*Cough* *Sneeze* *Self implodes*
Yes, I have the cold. Actually, change that, let’s start again…
Yes, *cough*, I have man flu.
Ok so to you women, it may seem like just a common cold, but to us men, it seems like the end of the world. Most of us get the cold through the natural spreading of it or by jumping into an icy lake (as you do) or at least, something like that.
I have a far more interesting story as to how I got the cold… I mean… man flu.
So, in the title of this blog post (which I assume you have read), I mention that I cannot be bothered with writing this post thanks to Shakespeare. To be honest, I haven’t really been bothered with anything that involves life recently. Don’t worry, this is not a suicide note.
I guess it is just the usual side effects of having a cold.. I mean… urgh… ok. I’m exaggerating, it is a cold, I don’t have the energy to keep exaggerating. It is a cold. Happy? Good.
So yes, as I was saying, I guess being really lazy and not bothered with anything is just the usual side effects of a COLD. I hate every minute of it. I feel like a car alarm is going off in my head all the time, like a small creature has made its home in my nose, and my Adam’s Apple has developed into a small man, attempting to escape from my throat with a tiny chainsaw.
Ok, so enough moaning about the painful experience of having a cold. Time to move on to the interesting stuff. How I got my cold. And it is all thanks to Shakespeare.
In English, we are currently reading Shakespeare’s Macbeth. I must say, I am enjoying it, as well as enjoying hearing all the superstitions related to it. One of them being that Shakespeare actually did put real spells into the play, so that any actor that would play the specific part would be, according to the superstitions, doomed, cursed or even killed. But that one didn’t really interest me. The next, however, did.

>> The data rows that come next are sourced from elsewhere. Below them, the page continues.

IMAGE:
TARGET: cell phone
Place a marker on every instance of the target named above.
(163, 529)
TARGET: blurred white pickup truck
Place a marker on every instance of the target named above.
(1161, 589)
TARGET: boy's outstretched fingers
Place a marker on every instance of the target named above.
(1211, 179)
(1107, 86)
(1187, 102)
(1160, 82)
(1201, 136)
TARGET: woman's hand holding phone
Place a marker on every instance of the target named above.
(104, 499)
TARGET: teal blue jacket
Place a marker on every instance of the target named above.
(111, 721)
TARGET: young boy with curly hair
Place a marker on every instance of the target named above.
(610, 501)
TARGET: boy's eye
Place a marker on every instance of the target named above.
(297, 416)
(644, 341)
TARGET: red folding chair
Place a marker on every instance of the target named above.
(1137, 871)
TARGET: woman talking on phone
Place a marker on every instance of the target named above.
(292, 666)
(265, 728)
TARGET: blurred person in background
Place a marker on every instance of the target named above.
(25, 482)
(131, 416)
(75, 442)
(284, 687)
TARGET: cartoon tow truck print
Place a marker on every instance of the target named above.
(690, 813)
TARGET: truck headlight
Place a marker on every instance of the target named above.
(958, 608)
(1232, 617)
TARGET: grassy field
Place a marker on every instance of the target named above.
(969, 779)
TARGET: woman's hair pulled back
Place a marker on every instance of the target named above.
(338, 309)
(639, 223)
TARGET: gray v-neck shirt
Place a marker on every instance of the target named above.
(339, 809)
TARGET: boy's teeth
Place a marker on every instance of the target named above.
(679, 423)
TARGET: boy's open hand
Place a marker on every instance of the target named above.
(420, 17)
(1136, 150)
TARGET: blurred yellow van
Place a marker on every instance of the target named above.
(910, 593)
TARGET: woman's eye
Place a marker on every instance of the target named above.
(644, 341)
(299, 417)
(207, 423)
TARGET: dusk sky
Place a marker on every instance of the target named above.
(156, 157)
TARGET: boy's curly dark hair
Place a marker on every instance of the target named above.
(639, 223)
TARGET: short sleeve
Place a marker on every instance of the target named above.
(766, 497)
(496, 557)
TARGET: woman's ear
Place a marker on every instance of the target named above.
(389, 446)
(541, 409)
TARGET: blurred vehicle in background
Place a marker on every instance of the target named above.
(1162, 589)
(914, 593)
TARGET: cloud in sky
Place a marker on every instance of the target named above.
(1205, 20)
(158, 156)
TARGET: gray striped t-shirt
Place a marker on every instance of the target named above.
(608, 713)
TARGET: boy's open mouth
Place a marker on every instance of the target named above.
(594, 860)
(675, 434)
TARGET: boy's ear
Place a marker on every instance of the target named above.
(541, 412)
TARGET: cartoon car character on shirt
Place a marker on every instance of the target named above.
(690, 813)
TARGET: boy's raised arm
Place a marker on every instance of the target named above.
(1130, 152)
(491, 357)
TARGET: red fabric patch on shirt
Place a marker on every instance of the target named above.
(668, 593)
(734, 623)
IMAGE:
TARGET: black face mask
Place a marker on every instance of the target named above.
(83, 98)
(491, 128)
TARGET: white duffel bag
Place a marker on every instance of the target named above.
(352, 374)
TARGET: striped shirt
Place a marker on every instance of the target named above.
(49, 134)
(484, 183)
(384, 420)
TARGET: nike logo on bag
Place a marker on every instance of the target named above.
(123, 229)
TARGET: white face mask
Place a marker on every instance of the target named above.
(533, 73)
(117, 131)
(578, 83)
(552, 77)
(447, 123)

I’m sure it is the most famous superstitions related to Macbeth. The name itself. – If an actor, or anyone involved in the production of any performance on a stage, mentions the name “Macbeth” on stage, or even backstage, they are most certainly headed for doom, or the performance will be doomed.
I’m not usually one to believe a lot of superstitions and I do have my odd belief or two. So, to prove to one of my classmates from English, who is also in my drama class that I do not believe in the Macbeth superstition, I jumped onto the stage and shouted “Macbeth!” multiple times.
I came out from drama unhurt, and I was soon out or school unharmed.
This was soon to change.
That night, Friday night, I started to feel a little under the weather. My throat was killing me, my nose in agony from vigorous blowing, and my head literally thumping.
Saturday was no better. In fact, worse.
The same for Sunday, worse.
Monday, Tuesday, and even today, Wednesday, my cold has just got worse and worse.
Of course, I did not think on Friday, or even at the weekend, that it was anything to do with Macbeth. In fact, I had totally forgot about my mocking of it. It was only when the same classmate came up to me and reminded me of my actions, when I put a link between the two. Macbeth gave me the cold.
Well, the name Macbeth cursed me. And I kind of do believe it. My cold has just got worse and worse, and it is too much of a coincidence that I developed it on the same night of the day of my fatal mocking.
So, there you have it. I am cursed by Macbeth. Whether I am to die soon, or to have the cold for the rest of my life, or some other form of horrible cursed thing.
But for now, I’m tucked up in bed, with my large mug constantly filled with tea (thanks to Mother and Father) and about three rolls of toilet paper stacked up, ready to be used.
Ah well. Maybe that’ll teach me a lesson – don’t mock superstitions.
Or maybe, just maybe, I caught the cold from my multiple friends who had the cold before me.